Vu la requête sommaire et les mémoires additifs et complémentaires, enregistrés les 22 août 1994 et 25 août 1994 et les 26 septembre 1994 et 3 octobre 1994, au secrétariat du Contentieux du Conseil d'Etat, présentés pour l'association Expressions maghrébines au féminin, dont le siège est ..., représentée par son président en exercice ; l'association Expressions maghrébines au féminin demande au Conseil d'Etat d'annuler la décision n° 94-325 du 10 mai 1994 par laquelle le Conseil supérieur de l'audiovisuel lui a retiré son autorisation d'exploiter un service de radiodiffusion sonore par voie hertzienne terrestre ;
Vu les autres pièces du dossier ;
Vu la loi du 30 septembre 1986 relative à la liberté de la communication ;
Vu l'ordonnance n° 45-1708 du 31 juillet 1945, le décret n° 53-934 du 30 septembre 1953 et la loi n° 87-1127 du 31 décembre 1987 ;
Après avoir entendu en audience publique :
- le rapport de M. Salat-Baroux, Maître des Requêtes,
- les observations de la SCP Lemaître, Monod, avocat de l'association Expressions maghrébines au féminin,
- les conclusions de M. Daël, Commissaire du gouvernement ;
Sans qu'il soit besoin d'examiner les autres moyens de la requête :
Considérant qu'aux termes de l'article 42-3 de la loi du 30 septembre 1986 : "L'autorisation peut être retirée, sans mise en demeure préalable, en cas de modification substantielle des données au vu desquelles l'autorisation avait été délivrée, notamment des changements intervenus dans la composition du capital social ou des organes de direction et dans les modalités de financement" ; qu'aux termes de l'article 42-7 : "Les sanctions prévues aux 2°, 3° et 4° de l'article 42-1 ainsi que celles de l'article 42-3 sont prononcées dans les conditions prévues au présent article.
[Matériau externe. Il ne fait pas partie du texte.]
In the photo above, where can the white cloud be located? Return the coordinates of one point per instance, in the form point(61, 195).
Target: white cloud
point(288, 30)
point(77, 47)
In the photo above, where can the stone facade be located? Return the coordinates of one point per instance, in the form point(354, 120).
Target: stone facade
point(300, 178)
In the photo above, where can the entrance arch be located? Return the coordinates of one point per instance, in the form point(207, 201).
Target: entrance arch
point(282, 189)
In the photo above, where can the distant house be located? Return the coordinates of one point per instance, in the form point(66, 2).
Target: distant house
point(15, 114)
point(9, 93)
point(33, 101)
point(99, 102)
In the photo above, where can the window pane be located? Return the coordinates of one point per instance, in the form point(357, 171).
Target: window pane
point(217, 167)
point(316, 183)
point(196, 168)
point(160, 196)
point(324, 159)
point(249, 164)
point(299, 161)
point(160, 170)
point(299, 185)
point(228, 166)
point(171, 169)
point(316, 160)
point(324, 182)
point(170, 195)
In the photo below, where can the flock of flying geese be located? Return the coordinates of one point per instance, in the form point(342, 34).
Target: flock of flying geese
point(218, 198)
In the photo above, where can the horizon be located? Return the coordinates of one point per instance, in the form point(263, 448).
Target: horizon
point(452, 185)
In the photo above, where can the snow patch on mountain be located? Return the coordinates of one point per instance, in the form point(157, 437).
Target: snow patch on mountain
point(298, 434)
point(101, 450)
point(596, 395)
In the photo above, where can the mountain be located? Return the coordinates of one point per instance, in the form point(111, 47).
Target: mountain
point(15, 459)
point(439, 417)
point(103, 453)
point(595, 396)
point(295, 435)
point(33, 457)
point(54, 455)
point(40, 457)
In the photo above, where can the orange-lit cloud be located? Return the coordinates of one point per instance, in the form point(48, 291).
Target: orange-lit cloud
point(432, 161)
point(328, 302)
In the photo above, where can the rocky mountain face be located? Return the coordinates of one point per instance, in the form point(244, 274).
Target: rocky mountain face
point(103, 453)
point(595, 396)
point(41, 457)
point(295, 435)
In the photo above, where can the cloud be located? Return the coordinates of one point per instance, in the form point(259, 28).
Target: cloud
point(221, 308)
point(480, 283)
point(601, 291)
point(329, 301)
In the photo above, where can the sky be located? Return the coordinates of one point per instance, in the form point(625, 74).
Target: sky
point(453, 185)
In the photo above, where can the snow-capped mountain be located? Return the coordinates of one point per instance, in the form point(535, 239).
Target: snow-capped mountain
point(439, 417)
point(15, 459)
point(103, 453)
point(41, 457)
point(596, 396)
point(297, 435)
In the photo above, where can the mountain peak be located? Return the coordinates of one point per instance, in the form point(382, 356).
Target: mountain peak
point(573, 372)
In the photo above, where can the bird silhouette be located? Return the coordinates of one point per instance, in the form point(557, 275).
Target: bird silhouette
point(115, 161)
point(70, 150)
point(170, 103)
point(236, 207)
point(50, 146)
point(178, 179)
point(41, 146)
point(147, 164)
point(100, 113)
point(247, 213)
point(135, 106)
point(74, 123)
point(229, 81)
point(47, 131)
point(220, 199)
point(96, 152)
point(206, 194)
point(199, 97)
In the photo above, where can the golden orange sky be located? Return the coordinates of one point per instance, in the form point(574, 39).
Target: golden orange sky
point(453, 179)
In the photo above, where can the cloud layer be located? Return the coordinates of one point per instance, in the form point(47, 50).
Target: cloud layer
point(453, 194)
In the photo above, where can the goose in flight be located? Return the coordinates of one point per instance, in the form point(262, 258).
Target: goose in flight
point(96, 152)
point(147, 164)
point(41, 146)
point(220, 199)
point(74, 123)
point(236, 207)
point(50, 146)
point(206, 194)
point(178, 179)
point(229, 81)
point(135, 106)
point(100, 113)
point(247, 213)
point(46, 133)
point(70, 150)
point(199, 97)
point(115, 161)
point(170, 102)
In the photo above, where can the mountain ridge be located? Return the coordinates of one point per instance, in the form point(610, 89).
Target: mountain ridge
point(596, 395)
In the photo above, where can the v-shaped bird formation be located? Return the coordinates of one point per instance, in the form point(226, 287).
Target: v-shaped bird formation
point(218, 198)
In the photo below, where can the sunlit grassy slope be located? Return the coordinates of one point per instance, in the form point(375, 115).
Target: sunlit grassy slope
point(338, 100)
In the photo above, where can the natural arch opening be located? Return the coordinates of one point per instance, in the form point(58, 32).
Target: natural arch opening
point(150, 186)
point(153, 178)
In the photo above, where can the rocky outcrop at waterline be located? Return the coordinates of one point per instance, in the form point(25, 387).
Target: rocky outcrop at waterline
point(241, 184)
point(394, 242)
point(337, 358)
Le vice-président du Conseil d'Etat désigne un membre de la juridiction administrative chargé d'instruire le dossier et d'établir un rapport. Le rapporteur peut présenter des observations orales. Il assiste au délibéré avec voix consultative ..." ; que le rapporteur ainsi chargé de l'instruction a pour mission de donner son opinion sur la réalité des faits reprochés et la qualification qui est susceptible de leur être attribuée ainsi que sur le degré de la sanction que lui paraissent mériter les manquements commis ; que pour l'exercice de sa mission, il n'est pas tenu d'entendre les représentants de l'organisme contre lequel la procédure de sanction a été mise en oeuvre ;
Considérant que, par la décision attaquée en date du 10 mai 1994, le Conseil supérieur de l'audiovisuel, se fondant sur les dispositions précitées de l'article 42-3 de la loi du 30 septembre 1986, a retiré à l'association Expressions maghrébines au féminin (EMAF) l'autorisation d'exploiter un service de radiodiffusion sonore qui lui avait été accordée par une décision du 25 août 1992 ; qu'il est constant que cette décision n'a pas été précédée de l'instruction prévue par l'article 42-7 précité de la loi du 30 septembre 1986 ; que la circonstance, à la supposer établie, que l'association Expressions maghrébines au féminin n'était plus dotée d'une représentation régulière et qu'ainsi le rapporteur n'aurait pu conduire une procédure contradictoire n'est pas à elle seule de nature à rendre sans objet la procédure d'instruction prévue par l'article 42-7 de la loi du 30 septembre 1986 ; que, dès lors, l'association Expressions maghrébines au féminin est fondée à soutenir que la décision attaquée a été prise à la suite d'une procédure irrégulière et à en demander, pour ce motif, l'annulation ;
Article 1er : La décision n° 94-325 du 10 mai 1994 du Conseil supérieur de l'audiovisuel est annulée.
Article 2 : La présente décision sera notifiée à l'association Expressions maghrébines au féminin, au Conseil supérieur de l'audiovisuel et au ministre de la communication.